In September, 2018, Potters for Peace, in partnership with the Center for Affordable Water & Sanitation Technology (CAWST), offered our first Ceramic Water Filter (CWF) Production Course at the Adamah Clay Studios in Dodgeville, WI. It was a huge success!

Eleven people from all over the world came together to spend 12 days learning about water-born illnesses, how to make and test ceramic water filters, and how to market and distribute them. Participants are working or planning to work in Nepal, China, the Ivory Coast, the Philippines, Portugal, Puerto Rico and Indonesia.

To give the participants hands-on experience making filters, we set up a mini-filter production facility. The students’ filter-making experience began with digging local clay, grinding it in a hammermill and then screening it. They then learned about burnout materials such as sawdust, paper and rice hulls. Burnout material is mixed with the filter clay and will “burn out” during firing, leaving the clay porous and able to filter water. The students mixed different clays and burnout material mixtures in small batches and then tested them to compare porosity, required firing temperatures and durability.

The best clay recipe was then mixed in a large quantity and divided into 15-pound quantities, each of which was enough to make a filter. Filters were made by pressing the clay between aluminum molds in a filter press. The filters were then finished and left to dry. Once dry, a batch of 30 filters was fired in the wood-fired Mani kiln that had been constructed in a previous workshop.

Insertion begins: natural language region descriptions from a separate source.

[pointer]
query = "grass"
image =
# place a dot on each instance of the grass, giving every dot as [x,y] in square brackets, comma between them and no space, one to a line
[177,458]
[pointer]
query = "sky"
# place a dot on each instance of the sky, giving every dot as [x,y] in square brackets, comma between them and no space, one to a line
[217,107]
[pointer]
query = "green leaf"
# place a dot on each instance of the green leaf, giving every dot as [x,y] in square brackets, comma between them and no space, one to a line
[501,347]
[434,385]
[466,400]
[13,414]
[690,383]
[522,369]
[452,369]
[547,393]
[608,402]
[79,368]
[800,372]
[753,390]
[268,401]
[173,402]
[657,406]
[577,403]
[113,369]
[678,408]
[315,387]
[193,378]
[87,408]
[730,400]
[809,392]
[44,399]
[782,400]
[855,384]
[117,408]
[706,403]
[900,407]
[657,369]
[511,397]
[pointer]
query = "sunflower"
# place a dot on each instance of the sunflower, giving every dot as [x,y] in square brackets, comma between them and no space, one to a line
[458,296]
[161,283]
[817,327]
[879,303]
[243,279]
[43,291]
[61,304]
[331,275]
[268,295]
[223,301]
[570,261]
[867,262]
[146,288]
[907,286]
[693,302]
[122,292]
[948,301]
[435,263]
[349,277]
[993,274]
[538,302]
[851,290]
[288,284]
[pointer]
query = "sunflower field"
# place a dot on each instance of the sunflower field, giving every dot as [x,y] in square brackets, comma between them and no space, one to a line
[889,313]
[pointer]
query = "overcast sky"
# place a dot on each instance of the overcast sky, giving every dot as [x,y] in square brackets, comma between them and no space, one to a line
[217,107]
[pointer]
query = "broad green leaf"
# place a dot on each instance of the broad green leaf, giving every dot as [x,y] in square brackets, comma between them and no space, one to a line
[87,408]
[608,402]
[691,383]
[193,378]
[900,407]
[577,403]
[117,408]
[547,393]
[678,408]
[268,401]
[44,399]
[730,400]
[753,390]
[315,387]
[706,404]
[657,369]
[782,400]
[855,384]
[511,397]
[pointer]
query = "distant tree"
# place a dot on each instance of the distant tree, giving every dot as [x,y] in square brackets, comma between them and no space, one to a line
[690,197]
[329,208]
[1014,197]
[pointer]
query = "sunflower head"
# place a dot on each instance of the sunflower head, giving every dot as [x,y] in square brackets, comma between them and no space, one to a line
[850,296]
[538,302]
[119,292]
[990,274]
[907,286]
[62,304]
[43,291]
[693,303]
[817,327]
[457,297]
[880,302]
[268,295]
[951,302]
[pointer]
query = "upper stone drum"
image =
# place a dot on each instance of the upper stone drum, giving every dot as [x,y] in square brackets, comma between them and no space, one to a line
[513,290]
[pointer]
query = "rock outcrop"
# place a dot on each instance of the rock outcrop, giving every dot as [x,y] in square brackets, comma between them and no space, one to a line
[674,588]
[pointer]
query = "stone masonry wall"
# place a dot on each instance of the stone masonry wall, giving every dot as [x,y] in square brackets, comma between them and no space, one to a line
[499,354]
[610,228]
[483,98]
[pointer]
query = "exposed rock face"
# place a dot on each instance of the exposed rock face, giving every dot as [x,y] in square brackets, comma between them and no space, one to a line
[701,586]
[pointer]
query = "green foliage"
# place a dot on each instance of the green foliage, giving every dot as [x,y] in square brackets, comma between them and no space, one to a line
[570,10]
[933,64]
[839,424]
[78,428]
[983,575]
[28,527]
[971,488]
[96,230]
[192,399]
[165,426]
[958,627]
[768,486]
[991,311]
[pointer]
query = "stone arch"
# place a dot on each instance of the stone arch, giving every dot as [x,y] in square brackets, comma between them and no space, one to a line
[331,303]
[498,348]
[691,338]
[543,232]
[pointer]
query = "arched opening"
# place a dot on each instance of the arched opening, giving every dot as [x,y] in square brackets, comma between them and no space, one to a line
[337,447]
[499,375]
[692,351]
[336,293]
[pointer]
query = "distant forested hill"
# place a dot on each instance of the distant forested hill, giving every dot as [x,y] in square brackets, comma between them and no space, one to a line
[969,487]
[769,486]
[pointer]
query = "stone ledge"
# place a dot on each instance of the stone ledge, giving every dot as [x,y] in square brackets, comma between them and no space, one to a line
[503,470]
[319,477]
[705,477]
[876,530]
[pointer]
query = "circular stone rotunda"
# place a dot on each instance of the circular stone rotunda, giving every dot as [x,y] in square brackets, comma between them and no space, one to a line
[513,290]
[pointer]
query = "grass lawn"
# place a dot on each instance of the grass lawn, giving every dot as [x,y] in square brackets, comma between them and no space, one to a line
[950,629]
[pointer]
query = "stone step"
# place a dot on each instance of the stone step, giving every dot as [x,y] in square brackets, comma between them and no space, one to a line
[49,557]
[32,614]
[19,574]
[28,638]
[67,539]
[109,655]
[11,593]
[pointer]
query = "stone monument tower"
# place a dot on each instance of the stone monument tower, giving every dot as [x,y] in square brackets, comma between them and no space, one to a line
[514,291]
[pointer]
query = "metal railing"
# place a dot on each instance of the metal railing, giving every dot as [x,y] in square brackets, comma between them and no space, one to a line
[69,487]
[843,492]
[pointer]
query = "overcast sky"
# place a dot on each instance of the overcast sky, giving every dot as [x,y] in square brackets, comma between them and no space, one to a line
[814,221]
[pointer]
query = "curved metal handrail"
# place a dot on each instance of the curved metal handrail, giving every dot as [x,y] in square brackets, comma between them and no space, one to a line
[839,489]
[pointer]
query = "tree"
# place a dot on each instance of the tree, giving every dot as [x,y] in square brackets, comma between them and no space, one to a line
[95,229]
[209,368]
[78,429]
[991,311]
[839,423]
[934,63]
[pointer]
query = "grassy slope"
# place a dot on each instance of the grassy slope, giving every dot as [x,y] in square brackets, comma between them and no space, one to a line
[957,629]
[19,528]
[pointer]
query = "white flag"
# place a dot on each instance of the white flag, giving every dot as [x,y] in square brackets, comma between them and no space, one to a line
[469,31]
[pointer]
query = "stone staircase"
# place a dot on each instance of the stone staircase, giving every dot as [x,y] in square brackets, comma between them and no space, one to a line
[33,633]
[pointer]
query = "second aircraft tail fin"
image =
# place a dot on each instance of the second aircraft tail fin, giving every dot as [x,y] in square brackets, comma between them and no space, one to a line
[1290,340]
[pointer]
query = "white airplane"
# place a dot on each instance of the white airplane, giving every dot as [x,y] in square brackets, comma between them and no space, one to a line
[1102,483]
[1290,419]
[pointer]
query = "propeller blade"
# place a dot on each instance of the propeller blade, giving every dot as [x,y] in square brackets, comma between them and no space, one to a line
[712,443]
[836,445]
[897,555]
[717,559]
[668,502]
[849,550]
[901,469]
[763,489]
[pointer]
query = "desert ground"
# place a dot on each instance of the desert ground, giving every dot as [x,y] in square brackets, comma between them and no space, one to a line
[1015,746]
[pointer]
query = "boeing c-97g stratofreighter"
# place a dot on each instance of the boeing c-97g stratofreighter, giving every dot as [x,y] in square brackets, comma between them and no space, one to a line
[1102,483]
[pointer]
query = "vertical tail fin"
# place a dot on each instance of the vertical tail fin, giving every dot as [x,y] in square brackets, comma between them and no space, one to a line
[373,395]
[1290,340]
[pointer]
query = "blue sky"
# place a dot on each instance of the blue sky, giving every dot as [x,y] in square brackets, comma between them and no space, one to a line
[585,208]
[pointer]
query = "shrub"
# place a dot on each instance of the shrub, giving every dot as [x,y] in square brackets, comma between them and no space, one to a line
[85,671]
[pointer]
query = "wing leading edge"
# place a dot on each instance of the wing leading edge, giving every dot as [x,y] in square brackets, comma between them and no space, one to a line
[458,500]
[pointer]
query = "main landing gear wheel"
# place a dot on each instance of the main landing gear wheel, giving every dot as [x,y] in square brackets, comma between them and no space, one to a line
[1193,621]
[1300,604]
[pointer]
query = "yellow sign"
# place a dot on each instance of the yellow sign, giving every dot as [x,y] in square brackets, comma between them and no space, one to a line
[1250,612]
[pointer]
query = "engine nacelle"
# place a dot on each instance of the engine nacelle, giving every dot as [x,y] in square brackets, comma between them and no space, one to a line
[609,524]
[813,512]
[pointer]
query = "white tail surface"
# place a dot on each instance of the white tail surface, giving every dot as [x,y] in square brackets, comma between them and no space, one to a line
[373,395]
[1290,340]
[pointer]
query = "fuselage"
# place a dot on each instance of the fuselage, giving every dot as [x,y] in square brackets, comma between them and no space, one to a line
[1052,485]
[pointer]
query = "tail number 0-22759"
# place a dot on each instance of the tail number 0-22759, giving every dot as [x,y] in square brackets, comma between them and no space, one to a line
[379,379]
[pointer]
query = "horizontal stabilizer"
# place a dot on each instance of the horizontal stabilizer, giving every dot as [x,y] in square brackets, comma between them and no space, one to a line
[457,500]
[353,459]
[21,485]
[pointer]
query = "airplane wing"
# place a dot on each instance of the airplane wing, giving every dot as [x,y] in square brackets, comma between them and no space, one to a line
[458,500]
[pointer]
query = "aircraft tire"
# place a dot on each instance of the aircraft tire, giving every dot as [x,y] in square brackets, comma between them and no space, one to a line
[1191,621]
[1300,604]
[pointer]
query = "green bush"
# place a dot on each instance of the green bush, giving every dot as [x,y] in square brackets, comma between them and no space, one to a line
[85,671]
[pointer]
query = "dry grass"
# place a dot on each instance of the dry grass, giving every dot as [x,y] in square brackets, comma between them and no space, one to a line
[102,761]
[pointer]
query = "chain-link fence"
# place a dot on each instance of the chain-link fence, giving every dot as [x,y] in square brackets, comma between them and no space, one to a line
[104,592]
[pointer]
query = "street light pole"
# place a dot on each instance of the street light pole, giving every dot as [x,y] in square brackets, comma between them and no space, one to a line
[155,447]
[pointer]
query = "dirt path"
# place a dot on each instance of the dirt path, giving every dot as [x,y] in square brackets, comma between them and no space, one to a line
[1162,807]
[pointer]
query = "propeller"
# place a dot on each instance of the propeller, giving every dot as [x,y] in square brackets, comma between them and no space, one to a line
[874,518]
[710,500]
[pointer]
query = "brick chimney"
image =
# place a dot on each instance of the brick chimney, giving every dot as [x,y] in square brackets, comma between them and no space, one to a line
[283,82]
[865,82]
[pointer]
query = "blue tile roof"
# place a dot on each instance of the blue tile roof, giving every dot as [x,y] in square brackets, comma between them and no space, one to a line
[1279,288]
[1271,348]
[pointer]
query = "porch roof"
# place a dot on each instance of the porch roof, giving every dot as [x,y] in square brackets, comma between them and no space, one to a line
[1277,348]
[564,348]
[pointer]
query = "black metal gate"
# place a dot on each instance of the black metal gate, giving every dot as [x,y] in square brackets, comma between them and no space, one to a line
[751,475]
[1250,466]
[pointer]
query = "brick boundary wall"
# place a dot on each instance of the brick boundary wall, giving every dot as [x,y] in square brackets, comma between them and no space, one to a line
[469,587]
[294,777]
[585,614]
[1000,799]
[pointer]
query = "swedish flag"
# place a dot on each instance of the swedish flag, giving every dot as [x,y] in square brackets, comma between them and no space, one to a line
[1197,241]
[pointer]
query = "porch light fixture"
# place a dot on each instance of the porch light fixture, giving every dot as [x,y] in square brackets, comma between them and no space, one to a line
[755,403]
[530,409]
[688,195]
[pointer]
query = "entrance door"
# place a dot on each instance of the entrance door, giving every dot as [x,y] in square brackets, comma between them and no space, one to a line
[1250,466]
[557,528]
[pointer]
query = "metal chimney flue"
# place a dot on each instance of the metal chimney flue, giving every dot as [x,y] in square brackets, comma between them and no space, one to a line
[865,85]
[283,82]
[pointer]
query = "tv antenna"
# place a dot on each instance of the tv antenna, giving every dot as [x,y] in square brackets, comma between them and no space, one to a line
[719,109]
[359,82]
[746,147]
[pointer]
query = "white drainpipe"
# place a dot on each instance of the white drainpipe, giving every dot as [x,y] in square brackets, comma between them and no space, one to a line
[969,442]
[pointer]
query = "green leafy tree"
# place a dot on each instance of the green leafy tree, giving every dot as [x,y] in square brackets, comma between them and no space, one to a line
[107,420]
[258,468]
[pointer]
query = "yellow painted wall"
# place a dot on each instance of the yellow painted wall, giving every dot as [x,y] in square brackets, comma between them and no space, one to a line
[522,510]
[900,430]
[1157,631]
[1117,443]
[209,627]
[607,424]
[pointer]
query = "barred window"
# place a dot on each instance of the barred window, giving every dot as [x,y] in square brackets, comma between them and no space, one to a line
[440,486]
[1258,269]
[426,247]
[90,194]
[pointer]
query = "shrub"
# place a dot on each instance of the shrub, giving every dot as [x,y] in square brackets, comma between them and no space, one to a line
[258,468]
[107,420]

Once the filters were fired, colloidal silver was applied and extensive tests for flow and water quality (including bacterial tests) were performed. The remainder of the course was spent discussing marketing, education, distribution and factory set-up procedures.

Below are some photos from the course. Click on a thumbnail to see a larger version.

Our instructors were Robert Pillers, the Potters for Peace CW filter coordinator, scientists Kaira Wagoner and Justine Rayner, and Lisa Mitchell, an education specialist from CAWST. They spent almost two years developing the course. Funding for course development came from a grant through the Wheaton Franciscan Sisters Ministry Foundation.

Many other donors, including the Wheaton Franciscan Sisters and Bethel Horizons in Dodgeville, Wisconsin helped with scholarship money to allow all 11 participants to attend the course. We are grateful to everyone who donated!

Potters for Peace plans to offer this course again in the future. Course details will be posted on our website.